Camp Damascus is the first (traditional) novel by Chuck Tingle.
Finished on: 6.6.2024
Content Note: (critical treatment of) conversion therapy, queermisia
Plot:
Rose lives in Neverton, Montana, a small town that is home to Camp Damascus, a camp run by her church aimed at queer kids. The astounding thing is that Camp Damascus has a 100% success rate in saving those queer kids from sin, that is make them straight. Rose herself is devout, but she starts to feel strange things for her best friend, a girl. And she starts to see a strange, demonic woman, and then she vomits up moths. Rose is disconcerted, to say the least, but she is also determined to find out what is actually happening.
Camp Damascus is an absolute page-turner of a book. Gobbled up in the shortest amount of time, it nevertheless touches on some deep political issues – an almost perfect combination.
Little is known about Tingle personally, but I am pretty sure that he has his own experience with queermisic evangelical churches. This book just feels so personal. In any case, there is an undercurrent of righteous rage at the cruelties committed in the name of doing good that gives the book its biggest drive.

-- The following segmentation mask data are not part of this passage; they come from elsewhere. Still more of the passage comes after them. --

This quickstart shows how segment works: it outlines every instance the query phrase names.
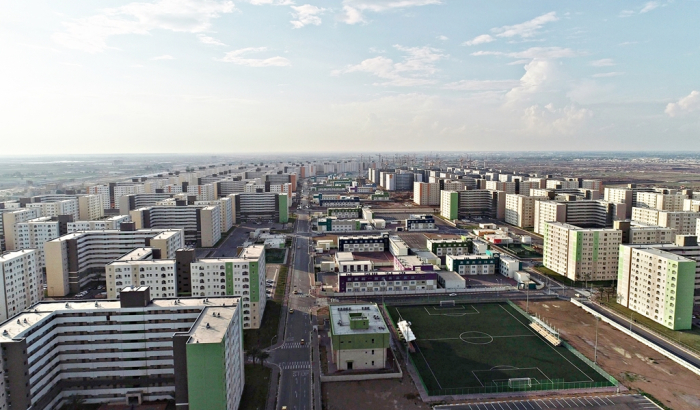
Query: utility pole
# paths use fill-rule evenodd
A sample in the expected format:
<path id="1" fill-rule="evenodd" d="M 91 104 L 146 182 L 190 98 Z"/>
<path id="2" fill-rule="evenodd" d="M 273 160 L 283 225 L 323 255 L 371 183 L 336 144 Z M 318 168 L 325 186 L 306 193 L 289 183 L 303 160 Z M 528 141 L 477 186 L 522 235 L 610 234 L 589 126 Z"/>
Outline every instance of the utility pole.
<path id="1" fill-rule="evenodd" d="M 600 316 L 595 316 L 595 355 L 593 356 L 593 363 L 598 364 L 598 322 L 600 321 Z"/>

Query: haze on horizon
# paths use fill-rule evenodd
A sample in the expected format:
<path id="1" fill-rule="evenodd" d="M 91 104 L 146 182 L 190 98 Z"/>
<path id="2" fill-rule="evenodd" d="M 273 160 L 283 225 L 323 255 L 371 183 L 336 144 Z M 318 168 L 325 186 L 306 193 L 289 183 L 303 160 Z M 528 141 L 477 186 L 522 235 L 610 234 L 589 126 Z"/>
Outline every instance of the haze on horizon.
<path id="1" fill-rule="evenodd" d="M 698 6 L 5 2 L 0 155 L 699 151 Z"/>

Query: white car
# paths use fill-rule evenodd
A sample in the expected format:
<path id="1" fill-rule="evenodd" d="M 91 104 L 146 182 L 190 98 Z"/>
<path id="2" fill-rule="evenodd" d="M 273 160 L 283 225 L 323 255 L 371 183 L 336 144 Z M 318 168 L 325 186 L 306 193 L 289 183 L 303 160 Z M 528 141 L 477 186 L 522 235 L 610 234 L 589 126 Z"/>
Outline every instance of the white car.
<path id="1" fill-rule="evenodd" d="M 456 293 L 450 293 L 448 296 L 457 296 Z"/>

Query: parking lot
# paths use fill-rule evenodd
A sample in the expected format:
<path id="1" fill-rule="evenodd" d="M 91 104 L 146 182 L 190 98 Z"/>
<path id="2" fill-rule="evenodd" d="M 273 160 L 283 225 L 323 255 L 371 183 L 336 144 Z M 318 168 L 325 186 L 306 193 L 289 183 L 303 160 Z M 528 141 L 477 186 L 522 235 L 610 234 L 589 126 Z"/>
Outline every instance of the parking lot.
<path id="1" fill-rule="evenodd" d="M 494 401 L 488 403 L 435 406 L 435 410 L 557 410 L 586 408 L 600 410 L 656 410 L 659 406 L 639 395 L 584 396 L 552 399 Z"/>

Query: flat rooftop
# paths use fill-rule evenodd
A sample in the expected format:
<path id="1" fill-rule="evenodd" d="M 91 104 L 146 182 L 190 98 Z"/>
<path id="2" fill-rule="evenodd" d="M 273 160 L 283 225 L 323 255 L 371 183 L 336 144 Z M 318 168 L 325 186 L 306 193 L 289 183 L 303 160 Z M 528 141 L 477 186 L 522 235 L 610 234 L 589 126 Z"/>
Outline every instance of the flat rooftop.
<path id="1" fill-rule="evenodd" d="M 134 310 L 180 310 L 187 307 L 205 308 L 215 306 L 237 305 L 239 298 L 235 297 L 208 297 L 208 298 L 166 298 L 153 299 L 145 308 L 124 308 L 125 311 Z M 24 331 L 41 320 L 55 314 L 65 312 L 95 312 L 121 310 L 119 300 L 70 300 L 60 302 L 40 302 L 26 309 L 17 316 L 0 323 L 0 342 L 22 338 Z M 5 333 L 7 331 L 7 333 Z"/>
<path id="2" fill-rule="evenodd" d="M 223 340 L 237 305 L 206 307 L 190 329 L 190 343 L 219 343 Z"/>
<path id="3" fill-rule="evenodd" d="M 329 306 L 331 326 L 334 335 L 361 335 L 373 333 L 389 333 L 384 318 L 377 305 L 331 305 Z M 368 329 L 351 329 L 350 313 L 362 313 L 369 319 Z"/>
<path id="4" fill-rule="evenodd" d="M 694 262 L 695 261 L 695 259 L 689 259 L 689 258 L 686 258 L 685 256 L 668 252 L 668 251 L 664 250 L 663 248 L 657 248 L 657 247 L 655 247 L 655 248 L 647 248 L 647 247 L 636 248 L 635 247 L 635 249 L 637 249 L 639 251 L 643 251 L 643 252 L 651 254 L 651 255 L 654 255 L 654 256 L 670 259 L 670 260 L 676 261 L 676 262 Z"/>

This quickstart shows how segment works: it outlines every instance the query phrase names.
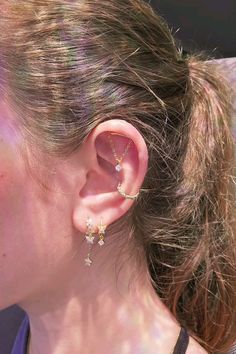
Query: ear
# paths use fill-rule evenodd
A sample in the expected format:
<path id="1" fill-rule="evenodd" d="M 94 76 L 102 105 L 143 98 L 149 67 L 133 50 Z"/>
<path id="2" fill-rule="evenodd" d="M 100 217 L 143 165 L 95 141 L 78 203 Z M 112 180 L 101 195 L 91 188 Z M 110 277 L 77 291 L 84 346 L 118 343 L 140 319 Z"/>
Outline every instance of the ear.
<path id="1" fill-rule="evenodd" d="M 127 144 L 130 145 L 126 151 Z M 121 170 L 117 171 L 115 157 L 122 156 Z M 89 217 L 97 232 L 101 219 L 109 226 L 135 202 L 122 196 L 117 186 L 120 183 L 129 195 L 139 192 L 148 165 L 146 143 L 132 124 L 119 119 L 109 120 L 94 128 L 83 143 L 80 163 L 85 178 L 82 185 L 79 178 L 80 185 L 76 186 L 73 224 L 85 233 Z"/>

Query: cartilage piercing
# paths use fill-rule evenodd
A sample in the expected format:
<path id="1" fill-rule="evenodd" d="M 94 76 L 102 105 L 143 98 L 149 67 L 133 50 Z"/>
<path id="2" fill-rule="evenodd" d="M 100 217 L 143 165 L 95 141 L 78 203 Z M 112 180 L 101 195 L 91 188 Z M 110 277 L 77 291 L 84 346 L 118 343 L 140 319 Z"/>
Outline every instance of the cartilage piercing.
<path id="1" fill-rule="evenodd" d="M 112 139 L 111 139 L 111 135 L 119 135 L 119 134 L 110 133 L 110 134 L 108 135 L 108 139 L 109 139 L 110 144 L 111 144 L 111 148 L 112 148 L 113 155 L 114 155 L 115 160 L 116 160 L 116 162 L 117 162 L 117 165 L 115 166 L 115 169 L 116 169 L 117 172 L 120 172 L 121 169 L 122 169 L 121 162 L 122 162 L 123 158 L 125 157 L 125 155 L 126 155 L 128 149 L 129 149 L 129 147 L 130 147 L 130 144 L 132 143 L 132 140 L 130 140 L 129 143 L 126 145 L 125 151 L 124 151 L 124 153 L 122 154 L 122 156 L 121 156 L 121 157 L 118 157 L 118 156 L 117 156 L 117 153 L 116 153 L 116 151 L 115 151 L 114 143 L 113 143 L 113 141 L 112 141 Z M 121 187 L 121 183 L 118 184 L 117 190 L 118 190 L 118 192 L 122 195 L 122 197 L 124 197 L 124 198 L 126 198 L 126 199 L 136 199 L 136 198 L 138 197 L 138 195 L 139 195 L 139 192 L 136 193 L 135 195 L 130 195 L 130 194 L 125 193 L 124 190 L 123 190 L 123 188 Z"/>
<path id="2" fill-rule="evenodd" d="M 126 198 L 126 199 L 137 199 L 138 196 L 139 196 L 139 192 L 136 193 L 136 194 L 134 194 L 134 195 L 125 193 L 124 190 L 122 189 L 120 183 L 119 183 L 118 186 L 117 186 L 117 190 L 118 190 L 118 192 L 122 195 L 122 197 L 124 197 L 124 198 Z"/>
<path id="3" fill-rule="evenodd" d="M 122 162 L 123 158 L 125 157 L 125 155 L 126 155 L 128 149 L 129 149 L 129 147 L 130 147 L 130 145 L 131 145 L 131 143 L 132 143 L 132 140 L 130 140 L 130 141 L 128 142 L 128 144 L 126 145 L 125 151 L 123 152 L 122 156 L 118 157 L 117 154 L 116 154 L 116 151 L 115 151 L 114 143 L 113 143 L 113 141 L 112 141 L 112 139 L 111 139 L 111 134 L 112 134 L 112 133 L 110 133 L 110 134 L 108 135 L 108 139 L 109 139 L 110 144 L 111 144 L 111 148 L 112 148 L 113 155 L 114 155 L 115 160 L 116 160 L 116 162 L 117 162 L 117 164 L 116 164 L 116 166 L 115 166 L 115 169 L 116 169 L 117 172 L 120 172 L 120 171 L 122 170 L 121 162 Z M 113 133 L 113 134 L 114 134 L 114 133 Z"/>

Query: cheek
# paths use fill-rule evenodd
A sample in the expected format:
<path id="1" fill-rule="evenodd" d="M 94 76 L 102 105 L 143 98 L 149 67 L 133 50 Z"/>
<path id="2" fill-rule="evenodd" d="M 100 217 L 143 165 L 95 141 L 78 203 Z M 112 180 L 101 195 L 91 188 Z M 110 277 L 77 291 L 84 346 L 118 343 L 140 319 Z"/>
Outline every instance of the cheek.
<path id="1" fill-rule="evenodd" d="M 0 309 L 48 287 L 71 247 L 68 237 L 58 242 L 61 232 L 70 232 L 59 222 L 64 207 L 42 201 L 21 162 L 9 161 L 0 162 Z"/>
<path id="2" fill-rule="evenodd" d="M 0 147 L 0 309 L 23 298 L 40 276 L 40 208 L 19 157 Z M 4 158 L 2 157 L 4 156 Z M 41 208 L 42 209 L 42 208 Z M 40 229 L 41 227 L 41 229 Z"/>
<path id="3" fill-rule="evenodd" d="M 1 151 L 1 155 L 2 151 Z M 6 155 L 5 155 L 6 156 Z M 1 159 L 0 166 L 0 308 L 14 294 L 19 275 L 26 271 L 28 223 L 24 186 L 17 169 Z M 29 246 L 29 248 L 28 248 Z"/>
<path id="4" fill-rule="evenodd" d="M 40 283 L 53 248 L 47 208 L 35 193 L 6 112 L 0 105 L 0 309 Z"/>

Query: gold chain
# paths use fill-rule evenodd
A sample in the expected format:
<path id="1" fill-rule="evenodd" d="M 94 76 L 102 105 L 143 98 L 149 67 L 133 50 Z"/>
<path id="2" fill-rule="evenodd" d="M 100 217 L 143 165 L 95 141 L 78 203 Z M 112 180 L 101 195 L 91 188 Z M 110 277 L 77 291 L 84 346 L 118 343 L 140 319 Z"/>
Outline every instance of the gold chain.
<path id="1" fill-rule="evenodd" d="M 114 133 L 113 133 L 113 134 L 114 134 Z M 117 135 L 119 135 L 119 134 L 117 134 Z M 132 143 L 132 140 L 130 140 L 130 141 L 128 142 L 128 144 L 126 145 L 125 151 L 123 152 L 122 156 L 121 156 L 121 157 L 118 157 L 117 154 L 116 154 L 116 151 L 115 151 L 114 143 L 113 143 L 113 141 L 111 140 L 110 134 L 108 135 L 108 139 L 109 139 L 109 141 L 110 141 L 110 143 L 111 143 L 111 148 L 112 148 L 114 157 L 115 157 L 116 161 L 118 162 L 118 164 L 120 164 L 121 161 L 123 160 L 123 158 L 125 157 L 125 154 L 127 153 L 128 149 L 129 149 L 129 147 L 130 147 L 130 144 Z"/>

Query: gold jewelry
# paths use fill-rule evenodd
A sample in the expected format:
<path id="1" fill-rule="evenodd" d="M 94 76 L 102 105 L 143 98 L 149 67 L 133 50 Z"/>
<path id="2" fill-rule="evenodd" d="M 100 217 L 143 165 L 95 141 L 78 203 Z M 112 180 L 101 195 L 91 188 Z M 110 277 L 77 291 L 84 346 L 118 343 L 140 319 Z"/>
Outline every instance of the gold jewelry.
<path id="1" fill-rule="evenodd" d="M 98 241 L 98 244 L 100 246 L 103 246 L 104 245 L 104 235 L 105 235 L 105 230 L 106 230 L 106 225 L 103 225 L 102 223 L 102 218 L 101 218 L 101 221 L 100 221 L 100 225 L 98 226 L 98 236 L 99 236 L 99 241 Z"/>
<path id="2" fill-rule="evenodd" d="M 84 261 L 86 266 L 90 266 L 92 264 L 90 255 L 91 255 L 91 249 L 94 240 L 94 236 L 92 232 L 92 219 L 90 217 L 87 217 L 86 226 L 87 226 L 87 230 L 86 230 L 85 238 L 89 244 L 89 252 L 87 257 L 84 259 Z"/>
<path id="3" fill-rule="evenodd" d="M 126 155 L 128 149 L 129 149 L 129 147 L 130 147 L 130 145 L 131 145 L 131 143 L 132 143 L 132 140 L 130 140 L 129 143 L 126 145 L 125 151 L 123 152 L 122 156 L 121 156 L 121 157 L 118 157 L 117 154 L 116 154 L 116 151 L 115 151 L 114 143 L 113 143 L 113 141 L 112 141 L 112 139 L 111 139 L 111 135 L 120 135 L 120 134 L 110 133 L 110 134 L 108 135 L 108 139 L 109 139 L 110 144 L 111 144 L 112 152 L 113 152 L 113 155 L 114 155 L 115 160 L 116 160 L 116 162 L 117 162 L 117 165 L 115 166 L 115 169 L 116 169 L 117 172 L 120 172 L 121 169 L 122 169 L 122 167 L 121 167 L 121 162 L 122 162 L 123 158 L 125 157 L 125 155 Z"/>
<path id="4" fill-rule="evenodd" d="M 139 196 L 139 192 L 136 193 L 136 194 L 134 194 L 134 195 L 126 194 L 126 193 L 124 192 L 124 190 L 122 189 L 120 183 L 119 183 L 118 186 L 117 186 L 117 190 L 118 190 L 118 192 L 119 192 L 123 197 L 125 197 L 126 199 L 136 199 L 136 198 L 138 198 L 138 196 Z"/>
<path id="5" fill-rule="evenodd" d="M 88 252 L 87 257 L 84 259 L 84 261 L 85 261 L 85 265 L 90 267 L 91 264 L 93 263 L 90 256 L 91 256 L 91 249 L 92 249 L 93 241 L 95 238 L 93 228 L 92 228 L 92 226 L 93 226 L 92 219 L 90 217 L 87 217 L 86 226 L 87 226 L 87 230 L 86 230 L 85 238 L 89 244 L 89 252 Z M 103 246 L 105 243 L 104 242 L 105 230 L 106 230 L 106 225 L 103 225 L 102 218 L 101 218 L 100 225 L 98 225 L 98 236 L 99 236 L 98 244 L 100 246 Z"/>
<path id="6" fill-rule="evenodd" d="M 122 169 L 122 167 L 121 167 L 121 162 L 122 162 L 123 158 L 125 157 L 125 155 L 126 155 L 128 149 L 129 149 L 129 147 L 130 147 L 130 144 L 132 143 L 132 140 L 130 140 L 130 142 L 126 145 L 125 151 L 124 151 L 124 153 L 122 154 L 122 156 L 121 156 L 121 157 L 118 157 L 117 154 L 116 154 L 116 151 L 115 151 L 114 143 L 113 143 L 113 141 L 111 140 L 111 135 L 120 135 L 120 134 L 110 133 L 110 134 L 108 135 L 108 139 L 109 139 L 109 141 L 110 141 L 110 144 L 111 144 L 111 148 L 112 148 L 114 157 L 115 157 L 115 159 L 116 159 L 116 161 L 117 161 L 117 165 L 115 166 L 115 169 L 116 169 L 117 172 L 120 172 L 120 170 Z M 137 194 L 135 194 L 135 195 L 126 194 L 126 193 L 124 192 L 124 190 L 122 189 L 120 183 L 119 183 L 118 186 L 117 186 L 117 190 L 118 190 L 118 192 L 122 195 L 122 197 L 124 197 L 124 198 L 126 198 L 126 199 L 136 199 L 136 198 L 138 197 L 138 195 L 139 195 L 139 192 L 138 192 Z"/>

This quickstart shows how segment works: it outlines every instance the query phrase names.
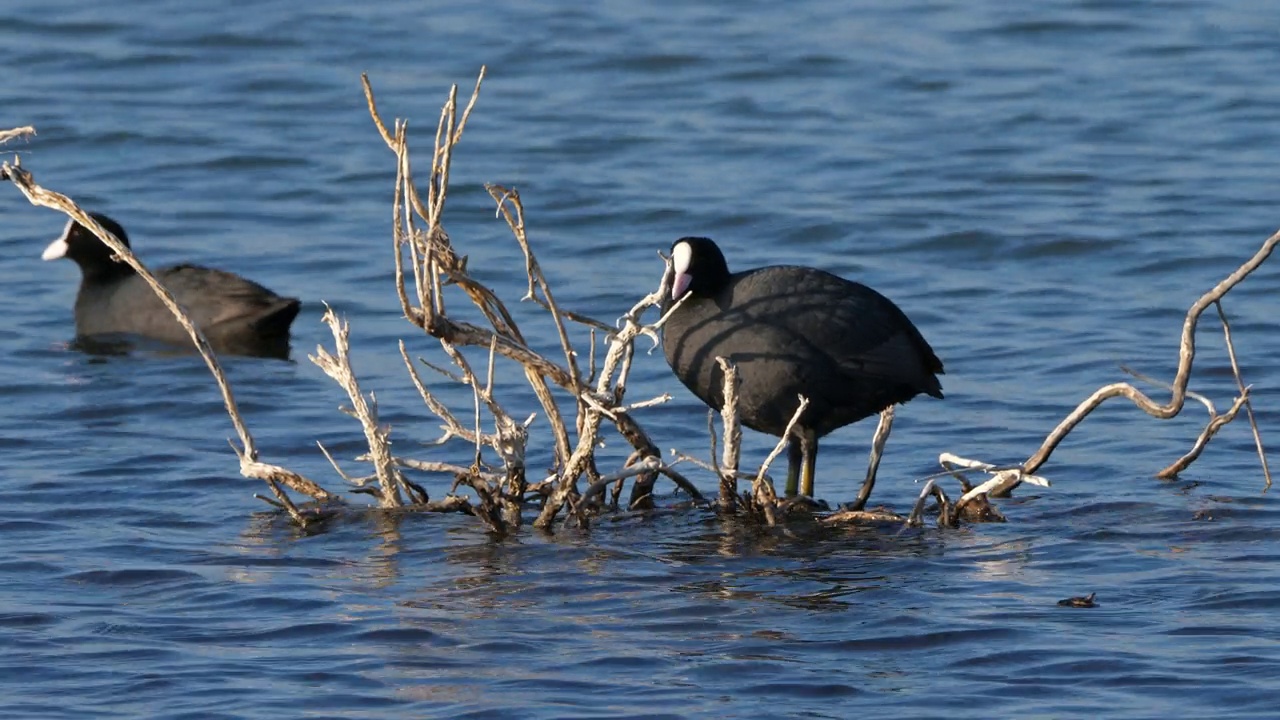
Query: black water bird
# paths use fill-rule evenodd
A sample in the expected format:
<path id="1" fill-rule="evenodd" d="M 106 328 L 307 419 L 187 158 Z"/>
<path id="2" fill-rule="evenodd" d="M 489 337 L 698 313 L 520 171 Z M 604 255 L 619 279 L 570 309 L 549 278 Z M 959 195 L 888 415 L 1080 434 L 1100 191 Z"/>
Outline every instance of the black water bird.
<path id="1" fill-rule="evenodd" d="M 689 297 L 663 327 L 663 351 L 694 395 L 721 409 L 721 356 L 738 368 L 739 419 L 753 430 L 781 437 L 799 396 L 809 399 L 789 439 L 788 495 L 813 494 L 823 436 L 920 393 L 942 397 L 942 361 L 906 314 L 866 285 L 795 265 L 730 273 L 720 248 L 700 237 L 677 240 L 671 264 L 664 309 Z"/>
<path id="2" fill-rule="evenodd" d="M 129 245 L 119 223 L 92 213 L 116 239 Z M 76 335 L 96 339 L 136 335 L 184 347 L 191 339 L 160 298 L 127 263 L 80 223 L 71 220 L 41 256 L 70 258 L 80 266 L 76 295 Z M 218 352 L 287 358 L 289 328 L 298 315 L 297 298 L 281 297 L 233 273 L 198 265 L 174 265 L 154 271 L 209 344 Z"/>

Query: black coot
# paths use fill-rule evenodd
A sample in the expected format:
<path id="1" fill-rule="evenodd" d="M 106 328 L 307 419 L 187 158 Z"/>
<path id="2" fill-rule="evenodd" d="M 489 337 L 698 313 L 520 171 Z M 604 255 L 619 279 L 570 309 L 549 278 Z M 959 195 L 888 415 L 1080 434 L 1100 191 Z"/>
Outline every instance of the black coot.
<path id="1" fill-rule="evenodd" d="M 124 228 L 106 215 L 92 213 L 120 242 Z M 160 298 L 128 264 L 74 220 L 45 249 L 45 260 L 71 258 L 82 279 L 76 295 L 76 334 L 82 338 L 140 335 L 190 347 L 191 339 Z M 214 350 L 236 355 L 287 358 L 289 327 L 298 315 L 296 298 L 222 270 L 174 265 L 154 271 L 178 304 L 208 338 Z"/>
<path id="2" fill-rule="evenodd" d="M 716 357 L 738 368 L 739 418 L 778 437 L 799 405 L 790 439 L 787 494 L 813 492 L 818 439 L 920 393 L 942 397 L 942 361 L 907 316 L 866 285 L 817 268 L 778 265 L 730 273 L 707 238 L 671 247 L 668 307 L 690 294 L 663 328 L 676 377 L 707 405 L 724 404 Z"/>

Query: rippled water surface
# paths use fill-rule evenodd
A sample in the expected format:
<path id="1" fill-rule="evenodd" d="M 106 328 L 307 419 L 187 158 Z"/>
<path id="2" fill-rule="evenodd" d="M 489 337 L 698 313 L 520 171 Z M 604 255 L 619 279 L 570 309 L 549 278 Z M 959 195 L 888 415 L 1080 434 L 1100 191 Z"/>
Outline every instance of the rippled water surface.
<path id="1" fill-rule="evenodd" d="M 400 316 L 394 158 L 361 72 L 425 168 L 449 85 L 488 65 L 446 222 L 512 303 L 522 261 L 486 182 L 520 189 L 557 300 L 600 318 L 690 234 L 737 268 L 818 265 L 897 300 L 948 396 L 898 414 L 875 499 L 900 510 L 939 452 L 1021 460 L 1121 363 L 1170 378 L 1186 308 L 1280 226 L 1265 3 L 429 5 L 0 7 L 0 128 L 37 127 L 6 150 L 39 182 L 115 216 L 146 261 L 304 299 L 295 362 L 229 372 L 265 456 L 331 488 L 315 442 L 356 471 L 361 436 L 305 357 L 329 341 L 322 301 L 398 450 L 467 461 L 418 445 L 437 422 L 396 341 L 445 359 Z M 0 194 L 4 717 L 1280 712 L 1280 513 L 1243 423 L 1166 482 L 1203 409 L 1108 405 L 1044 468 L 1052 488 L 959 530 L 781 537 L 681 512 L 498 541 L 462 516 L 353 513 L 302 535 L 238 476 L 198 361 L 69 347 L 75 268 L 39 260 L 64 220 Z M 1277 279 L 1263 266 L 1226 302 L 1273 442 Z M 1193 389 L 1225 407 L 1216 320 L 1199 341 Z M 498 381 L 535 407 L 518 371 Z M 632 396 L 663 391 L 641 422 L 705 454 L 703 409 L 638 356 Z M 854 495 L 870 434 L 824 441 L 821 495 Z"/>

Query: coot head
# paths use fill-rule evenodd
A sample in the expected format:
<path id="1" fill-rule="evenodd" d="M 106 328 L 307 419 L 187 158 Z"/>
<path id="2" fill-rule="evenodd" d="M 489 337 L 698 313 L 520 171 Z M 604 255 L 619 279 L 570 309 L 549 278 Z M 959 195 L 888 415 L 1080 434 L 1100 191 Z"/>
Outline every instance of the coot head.
<path id="1" fill-rule="evenodd" d="M 686 292 L 713 297 L 729 282 L 729 264 L 711 238 L 684 237 L 675 241 L 671 246 L 671 267 L 675 271 L 672 301 Z"/>
<path id="2" fill-rule="evenodd" d="M 116 236 L 116 239 L 129 247 L 129 236 L 125 234 L 120 223 L 102 213 L 89 213 L 104 230 Z M 116 276 L 133 274 L 133 268 L 116 259 L 115 253 L 107 244 L 98 239 L 84 225 L 75 220 L 68 220 L 67 226 L 57 240 L 49 243 L 40 255 L 43 260 L 70 258 L 80 266 L 86 279 L 101 280 Z"/>

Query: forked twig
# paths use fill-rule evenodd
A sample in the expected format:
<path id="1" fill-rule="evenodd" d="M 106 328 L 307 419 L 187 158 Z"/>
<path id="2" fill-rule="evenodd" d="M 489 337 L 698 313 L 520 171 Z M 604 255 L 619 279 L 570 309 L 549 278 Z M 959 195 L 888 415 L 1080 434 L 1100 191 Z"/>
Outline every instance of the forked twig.
<path id="1" fill-rule="evenodd" d="M 782 437 L 778 438 L 778 444 L 774 445 L 773 450 L 765 457 L 764 462 L 760 464 L 760 469 L 756 472 L 755 479 L 751 483 L 751 499 L 754 506 L 764 514 L 765 523 L 773 527 L 778 522 L 778 494 L 773 488 L 773 483 L 769 480 L 769 466 L 774 460 L 782 454 L 786 449 L 787 442 L 796 429 L 796 425 L 800 422 L 800 416 L 804 415 L 804 411 L 809 407 L 809 398 L 799 395 L 800 404 L 796 406 L 796 411 L 792 413 L 791 420 L 787 422 L 786 429 L 782 432 Z"/>

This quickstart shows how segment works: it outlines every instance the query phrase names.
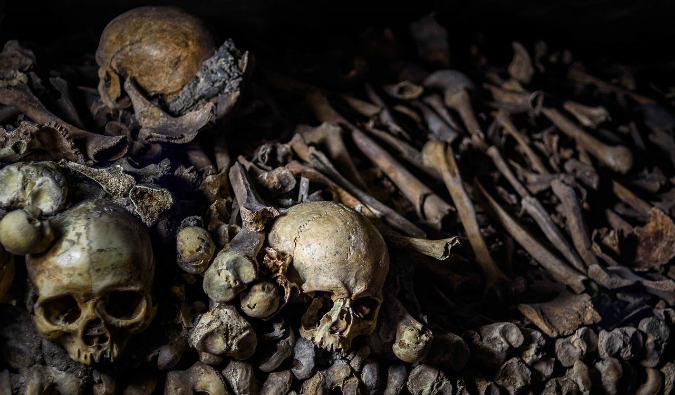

But it’s not the only thing that propels the book forward: there is also a whole lot of hope, and warmth, and love, and joy to be found in the queer community that Rose finds in the course of events. And, finally, there is a good amount of horror and disgust that is used very effectively as well (the true horror, as usual, not lying in the demons themselves but in what people are prepared to do to each other). Though, fair warning, it is more on the YA side of horror than full-out adult one.
Rose is a great protagonist, and I loved the way that her being autistic is shown in the novel – in an off-handed, matter-of-fact way that comes with the author being autistic himself, I think, instead of using the autism for something, and be it to be more inclusive. Her romance was really cute, and the allies she finds along the way also caught my heart.
I could guess where things were headed in the showdown a good while earlier but that didn’t make that ending any less satisfying. Actually, the entire book is just a really good, satisfying reading experience.
Summarizing: exactly what I’d hoped for.